Deixaste-me o sol.
Espero que regresses antes de eu recomeçar a chover.
sou o que resta do naufrágio.
morro na solidão da madrugada, num canto deixado à sombra na praia. tal como os animais de água que perdem o rumo. como todas as coisas que naufragam no alto mar. como todas as peças que se perdem. encalhada nas rochas.
tenho a boca cheia de água. tenho o ar cheio de água. tenho a pele encharcada. tenho os braços abertos. como todos os pássaros que morreram dentro da minha voz. de asas abertas. de mãos fechadas. com as penas negras nas letras das palavras.
devia ter mantido o silêncio no segredo e ter aberto as mãos enquanto fechava os braços. vai fazer sempre noite dentro da água que se me arrasta no sangue. vai ser sempre sombra no lado mais recôndito da praia de calhau negro.

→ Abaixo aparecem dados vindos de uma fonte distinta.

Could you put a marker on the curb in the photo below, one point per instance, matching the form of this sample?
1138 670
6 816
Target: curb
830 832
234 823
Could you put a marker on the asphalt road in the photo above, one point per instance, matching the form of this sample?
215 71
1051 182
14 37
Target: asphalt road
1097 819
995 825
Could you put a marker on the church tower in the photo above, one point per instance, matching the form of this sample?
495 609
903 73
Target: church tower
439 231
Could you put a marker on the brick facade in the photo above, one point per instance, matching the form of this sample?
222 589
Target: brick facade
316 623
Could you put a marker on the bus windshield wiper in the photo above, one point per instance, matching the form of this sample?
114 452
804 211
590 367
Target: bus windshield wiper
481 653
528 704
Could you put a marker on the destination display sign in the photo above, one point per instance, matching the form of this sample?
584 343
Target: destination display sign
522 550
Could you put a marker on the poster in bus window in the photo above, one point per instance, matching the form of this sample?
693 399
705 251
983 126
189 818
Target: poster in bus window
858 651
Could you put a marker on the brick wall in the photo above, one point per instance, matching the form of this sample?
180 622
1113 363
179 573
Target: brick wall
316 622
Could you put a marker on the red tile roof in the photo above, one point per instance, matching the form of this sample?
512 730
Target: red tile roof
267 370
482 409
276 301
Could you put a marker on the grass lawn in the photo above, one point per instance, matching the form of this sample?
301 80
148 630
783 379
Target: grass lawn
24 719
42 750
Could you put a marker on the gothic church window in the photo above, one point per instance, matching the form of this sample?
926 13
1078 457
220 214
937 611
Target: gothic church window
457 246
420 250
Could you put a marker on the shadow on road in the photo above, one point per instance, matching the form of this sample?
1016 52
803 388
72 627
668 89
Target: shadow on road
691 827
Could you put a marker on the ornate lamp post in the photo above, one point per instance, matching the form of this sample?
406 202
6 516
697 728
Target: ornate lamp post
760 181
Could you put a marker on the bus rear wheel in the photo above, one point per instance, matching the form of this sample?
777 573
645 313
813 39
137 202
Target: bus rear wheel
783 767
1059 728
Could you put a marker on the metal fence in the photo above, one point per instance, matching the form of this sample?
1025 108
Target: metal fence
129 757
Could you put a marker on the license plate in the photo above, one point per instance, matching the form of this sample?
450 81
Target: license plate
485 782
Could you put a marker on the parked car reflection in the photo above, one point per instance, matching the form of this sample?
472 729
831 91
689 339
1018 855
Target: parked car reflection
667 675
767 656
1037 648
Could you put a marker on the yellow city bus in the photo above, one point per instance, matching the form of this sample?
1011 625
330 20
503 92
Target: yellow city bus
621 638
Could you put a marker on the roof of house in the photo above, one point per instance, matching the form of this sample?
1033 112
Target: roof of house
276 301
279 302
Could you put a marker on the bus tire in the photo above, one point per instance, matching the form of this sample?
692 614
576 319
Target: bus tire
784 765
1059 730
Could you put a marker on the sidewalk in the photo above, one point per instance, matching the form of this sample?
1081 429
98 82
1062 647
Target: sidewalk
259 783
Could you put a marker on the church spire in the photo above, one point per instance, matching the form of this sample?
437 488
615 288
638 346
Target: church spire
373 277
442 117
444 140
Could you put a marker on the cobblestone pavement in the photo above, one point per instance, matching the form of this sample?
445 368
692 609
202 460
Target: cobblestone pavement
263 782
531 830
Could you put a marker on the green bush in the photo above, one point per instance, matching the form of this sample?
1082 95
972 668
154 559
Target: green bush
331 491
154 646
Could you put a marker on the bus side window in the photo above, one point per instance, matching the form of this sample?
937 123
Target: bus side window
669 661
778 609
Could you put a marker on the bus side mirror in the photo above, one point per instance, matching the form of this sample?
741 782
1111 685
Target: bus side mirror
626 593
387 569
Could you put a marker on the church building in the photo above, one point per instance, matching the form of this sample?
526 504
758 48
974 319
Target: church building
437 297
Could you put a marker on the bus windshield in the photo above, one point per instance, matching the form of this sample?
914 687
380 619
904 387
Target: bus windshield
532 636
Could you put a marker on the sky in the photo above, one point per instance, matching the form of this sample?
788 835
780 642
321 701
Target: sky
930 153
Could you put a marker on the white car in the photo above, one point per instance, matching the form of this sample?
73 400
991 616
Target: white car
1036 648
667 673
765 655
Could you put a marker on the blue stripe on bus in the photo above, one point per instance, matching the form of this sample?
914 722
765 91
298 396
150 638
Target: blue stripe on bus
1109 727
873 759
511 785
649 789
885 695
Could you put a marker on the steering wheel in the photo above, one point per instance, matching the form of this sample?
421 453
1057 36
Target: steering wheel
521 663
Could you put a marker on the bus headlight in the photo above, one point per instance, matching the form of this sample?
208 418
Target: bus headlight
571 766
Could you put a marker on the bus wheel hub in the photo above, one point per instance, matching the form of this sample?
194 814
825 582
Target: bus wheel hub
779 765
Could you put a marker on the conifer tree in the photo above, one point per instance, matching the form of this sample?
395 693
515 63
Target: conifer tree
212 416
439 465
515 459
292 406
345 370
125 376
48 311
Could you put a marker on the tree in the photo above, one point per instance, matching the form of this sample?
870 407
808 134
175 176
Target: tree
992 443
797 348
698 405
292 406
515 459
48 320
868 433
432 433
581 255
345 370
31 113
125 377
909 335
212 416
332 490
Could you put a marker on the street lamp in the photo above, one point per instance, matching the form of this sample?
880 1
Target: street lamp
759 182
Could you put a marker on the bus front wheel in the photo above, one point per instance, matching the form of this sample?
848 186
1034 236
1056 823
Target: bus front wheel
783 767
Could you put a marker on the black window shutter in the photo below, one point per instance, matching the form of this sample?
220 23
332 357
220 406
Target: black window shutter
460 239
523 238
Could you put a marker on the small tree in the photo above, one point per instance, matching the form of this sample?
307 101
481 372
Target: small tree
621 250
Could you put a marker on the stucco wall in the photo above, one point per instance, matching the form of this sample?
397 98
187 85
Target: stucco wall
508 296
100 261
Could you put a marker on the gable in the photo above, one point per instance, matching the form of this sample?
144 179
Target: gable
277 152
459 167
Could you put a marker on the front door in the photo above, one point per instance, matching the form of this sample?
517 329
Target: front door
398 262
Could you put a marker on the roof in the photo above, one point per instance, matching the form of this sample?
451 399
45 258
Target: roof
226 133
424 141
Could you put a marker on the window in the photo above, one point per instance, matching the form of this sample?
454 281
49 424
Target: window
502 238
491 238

sou o naufrágio do que resta.
Apetece-me gritar a dor e fazer parar o tempo.
Cheira a limões acabados de colher e a mortes acabadas de anunciar.
Sei como ruem as vidas suspensas na certeza de que não é o tempo que se move. Eu quero que seja tempo do tempo se mover e da vida poder parar. Se pudermos parar, agora, talvez a morte que te acaricia a pele possa cessar, possa deixar-te ficar.
Quero gritar até que pare a dor do tempo não parar.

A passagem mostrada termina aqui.